The largest U.S. drugmaker trimmed the top end of its 2016 earnings forecast on Tuesday due to costs of scrapping the experimental drug, called bococizumab, which works by blocking a protein called PCSK9.

Pfizer said bococizumab gradually lost its potency in reducing “bad” LDL cholesterol and caused more irritation at the injection site than similar recently approved drugs.

Shares of Pfizer were down 1.3 percent in early trading.

Pfizer was trying to catch up with two other PCSK9 inhibitors approved by U.S. regulators more than a year ago, Amgen Inc’s Repatha and Praluent from Regeneron Pharmaceuticals Inc and Sanofi SA.

The drugs can slash LDL cholesterol almost 60 percent, above and beyond reductions achieved with statins, but large ongoing trials have not yet determined whether they can actually cut the incidence of heart attacks. And Repatha and Praluent each have annual sales of only about $100 million, far below initial expectations, in part because insurers have blocked reimbursement due to annual costs of more than $14,000 each.

“The totality of clinical information now available for bococizumab, taken together with the evolving treatment and market landscape for lipid-lowering agents, indicates that bococizumab in not likely to provide value to patients, physicians or shareholders,” Pfizer said in a news release.

Pfizer cut the upper end of its 2016 earnings forecast to $2.43 per share from $2.48 while retaining the lower end at $2.38.

The drugmaker, which in September decided not to split itself into two, said it earned 61 cents per share in the third quarter, excluding special items.
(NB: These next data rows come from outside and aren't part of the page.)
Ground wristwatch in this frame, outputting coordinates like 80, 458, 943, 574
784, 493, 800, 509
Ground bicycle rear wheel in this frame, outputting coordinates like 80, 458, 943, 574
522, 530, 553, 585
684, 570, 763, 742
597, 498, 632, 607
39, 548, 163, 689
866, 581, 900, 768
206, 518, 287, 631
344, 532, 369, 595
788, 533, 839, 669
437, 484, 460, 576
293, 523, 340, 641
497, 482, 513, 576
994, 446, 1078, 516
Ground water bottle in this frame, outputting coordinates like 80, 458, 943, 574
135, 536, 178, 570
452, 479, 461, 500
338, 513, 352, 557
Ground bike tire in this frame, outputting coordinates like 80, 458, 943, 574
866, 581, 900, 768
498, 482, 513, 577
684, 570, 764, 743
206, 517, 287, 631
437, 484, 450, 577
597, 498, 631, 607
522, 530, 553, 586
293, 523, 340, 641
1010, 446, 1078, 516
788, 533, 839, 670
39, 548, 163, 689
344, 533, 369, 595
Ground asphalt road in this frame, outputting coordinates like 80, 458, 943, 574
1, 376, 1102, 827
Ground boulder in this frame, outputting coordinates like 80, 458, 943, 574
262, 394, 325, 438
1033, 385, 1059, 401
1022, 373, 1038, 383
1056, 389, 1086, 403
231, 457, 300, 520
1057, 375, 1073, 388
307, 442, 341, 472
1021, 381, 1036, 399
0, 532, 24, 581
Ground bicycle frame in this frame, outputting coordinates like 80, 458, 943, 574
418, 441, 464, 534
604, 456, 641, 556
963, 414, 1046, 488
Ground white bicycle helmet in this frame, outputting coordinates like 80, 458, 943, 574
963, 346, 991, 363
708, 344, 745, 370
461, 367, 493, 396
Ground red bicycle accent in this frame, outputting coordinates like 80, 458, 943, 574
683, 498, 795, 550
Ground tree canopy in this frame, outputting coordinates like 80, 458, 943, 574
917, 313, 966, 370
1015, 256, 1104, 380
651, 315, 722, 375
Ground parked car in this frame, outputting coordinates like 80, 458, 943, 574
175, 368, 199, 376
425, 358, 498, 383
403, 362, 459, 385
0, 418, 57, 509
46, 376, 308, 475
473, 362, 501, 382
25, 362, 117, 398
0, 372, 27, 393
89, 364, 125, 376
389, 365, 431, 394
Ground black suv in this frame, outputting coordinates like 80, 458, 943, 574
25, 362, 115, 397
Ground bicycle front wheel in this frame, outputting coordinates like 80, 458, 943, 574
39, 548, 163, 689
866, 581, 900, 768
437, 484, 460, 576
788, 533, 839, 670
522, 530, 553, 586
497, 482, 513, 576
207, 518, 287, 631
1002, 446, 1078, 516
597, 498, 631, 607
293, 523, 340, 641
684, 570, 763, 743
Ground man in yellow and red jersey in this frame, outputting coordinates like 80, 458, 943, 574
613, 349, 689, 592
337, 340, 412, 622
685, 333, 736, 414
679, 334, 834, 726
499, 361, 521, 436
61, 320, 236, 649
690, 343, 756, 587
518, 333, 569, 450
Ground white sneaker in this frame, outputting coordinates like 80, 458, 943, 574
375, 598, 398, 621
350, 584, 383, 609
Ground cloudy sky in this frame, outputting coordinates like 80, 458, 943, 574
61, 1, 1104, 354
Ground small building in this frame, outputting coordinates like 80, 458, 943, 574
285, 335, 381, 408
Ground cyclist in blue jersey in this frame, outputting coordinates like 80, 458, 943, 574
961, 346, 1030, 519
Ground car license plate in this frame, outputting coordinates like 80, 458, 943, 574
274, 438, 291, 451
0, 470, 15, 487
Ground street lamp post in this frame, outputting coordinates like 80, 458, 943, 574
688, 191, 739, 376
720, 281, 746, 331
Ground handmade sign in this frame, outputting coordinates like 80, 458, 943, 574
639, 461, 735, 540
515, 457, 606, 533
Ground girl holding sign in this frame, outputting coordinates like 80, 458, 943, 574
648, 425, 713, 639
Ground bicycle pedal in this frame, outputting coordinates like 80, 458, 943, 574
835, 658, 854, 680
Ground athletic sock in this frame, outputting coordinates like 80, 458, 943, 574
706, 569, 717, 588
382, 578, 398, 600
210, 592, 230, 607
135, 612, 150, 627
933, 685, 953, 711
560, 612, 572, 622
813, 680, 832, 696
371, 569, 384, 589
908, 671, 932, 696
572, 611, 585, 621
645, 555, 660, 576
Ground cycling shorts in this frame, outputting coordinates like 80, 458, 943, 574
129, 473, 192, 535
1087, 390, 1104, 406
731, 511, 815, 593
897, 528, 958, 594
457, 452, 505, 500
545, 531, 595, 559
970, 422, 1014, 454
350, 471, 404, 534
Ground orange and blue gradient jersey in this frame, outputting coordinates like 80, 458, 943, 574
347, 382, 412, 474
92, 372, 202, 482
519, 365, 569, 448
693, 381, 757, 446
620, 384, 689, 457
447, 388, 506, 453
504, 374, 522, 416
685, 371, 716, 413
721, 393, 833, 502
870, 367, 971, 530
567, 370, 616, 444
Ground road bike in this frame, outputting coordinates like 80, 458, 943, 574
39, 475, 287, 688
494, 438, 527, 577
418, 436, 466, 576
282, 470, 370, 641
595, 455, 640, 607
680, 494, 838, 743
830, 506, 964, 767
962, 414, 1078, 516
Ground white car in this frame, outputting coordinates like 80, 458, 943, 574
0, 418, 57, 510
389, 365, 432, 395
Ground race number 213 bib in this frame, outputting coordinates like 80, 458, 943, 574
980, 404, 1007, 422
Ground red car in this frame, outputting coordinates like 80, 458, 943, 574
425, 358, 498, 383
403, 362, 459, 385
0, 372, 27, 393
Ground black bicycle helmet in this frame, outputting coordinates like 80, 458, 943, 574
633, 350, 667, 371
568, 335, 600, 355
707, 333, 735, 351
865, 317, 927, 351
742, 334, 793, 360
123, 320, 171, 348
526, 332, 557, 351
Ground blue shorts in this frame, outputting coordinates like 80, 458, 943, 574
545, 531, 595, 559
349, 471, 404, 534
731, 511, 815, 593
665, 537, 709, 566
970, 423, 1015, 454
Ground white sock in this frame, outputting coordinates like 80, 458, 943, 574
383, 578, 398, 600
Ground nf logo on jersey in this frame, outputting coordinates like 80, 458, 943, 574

The results missed the analysts’ average estimate by 1 cent, according to Thomson Reuters I/B/E/S.

Quarterly sales of $13.05 billion matched Wall Street expectations.

One of Pfizer’s most important new drugs is breast cancer treatment Ibrance, which has a list price of about $10,000 a month and blocks two enzymes known as CDK-4 and CDK-6. Its sales of $550 million trailed forecasts of $576 million, and competition looms from similar drugs being developed by Novartis AG and Eli Lilly and Co.

Pfizer raised the lower end of its full-year revenue forecast to $52 billion from $51 billion, while keeping the upper end at $53 billion.